June 2, 2009

Drupal Module of the Week

Our first installment of "Drupal Module of the Week". A weekly post about a new module that we like around the office, currently using in a project, or some that we're even incorporating into our Fuse Drupal Base Install.

So right off the bat, we're going to cheat just to get up to speed and cover all the obvious basics. These are the ones that we blindly download for every new Drupal install. Most of us black out and let our auto-pilot click in. The next installment will be a lot more in depth.
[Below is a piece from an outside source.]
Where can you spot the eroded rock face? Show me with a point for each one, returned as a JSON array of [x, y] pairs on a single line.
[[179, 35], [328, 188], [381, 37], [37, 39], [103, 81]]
  1. CCK - The Content Creation Kit allows you to create and add custom fields to nodes. On a fresh install of Drupal, you get a few content types and you can create a few more, but they're all stuck with only having a title and a body. With CCK you can add any number of fields, with any type of content within them. Turn on the filefield and you can upload pdf's, grab the imagefield and your content type can handle images like a pro. Numbers, maps, audio files, etc... On top of all that, it integrates so awesomely with our next favourite module. CCK is working it's way into Drupal core for version 7, but for now it's one of our favourite contrib modules.
  2. Views - Views gives you almost SQL level control over your data. If you want to combine a couple different content types, remove a few fields, display the number of comments and only show 6 results with a pager, you can do it with Views.
  3. Token - Token is basically a dynamic search and replace for data on your site. You can use it with a ton of modules to mark a placeholder and have the token replaced with a title, username, node id, etc... Pathauto takes advantage of the token API quite extensively.
  4. Pathauto - Pathauto helps us out with our clean urls. On sites that publish a lot of content, pathauto takes the title, strips out penny words and non-alphanumeric characters and replaces spaces with dashes to give you a nice looking SERF. There are a bunch of options included as well that allow for even more flexibility and customisation including different rewrite rules depending on content type and taxonomy term used.
  5. Administration Menu - Once you start theming up a storm and remove that side menu that used to give you such quick access to the admin section, you'll end up having to type in /admin an awful lot. Which can make you feel like you're a little more badass, but it does get tedious. Enter Administration menu. Really nice, simple, and gives you quick access to everything you need. It can also be stripped down with permissions to give a nice content creation menu for your site without impacting your site design at all.
  6. Devel - Devel is a handy module when you're developing a custom module or when you're developing a custom theme. It's a sort of Firebug and debugger all in one for Drupal. One of the handiest features is it's ability to "walk up" the theme stack to find out exactly what template file is controlling the output of any dynamic data on the screen. Also, stop using print_r and var_dump. Use dpr() for print_r() and dvr() for var_dump().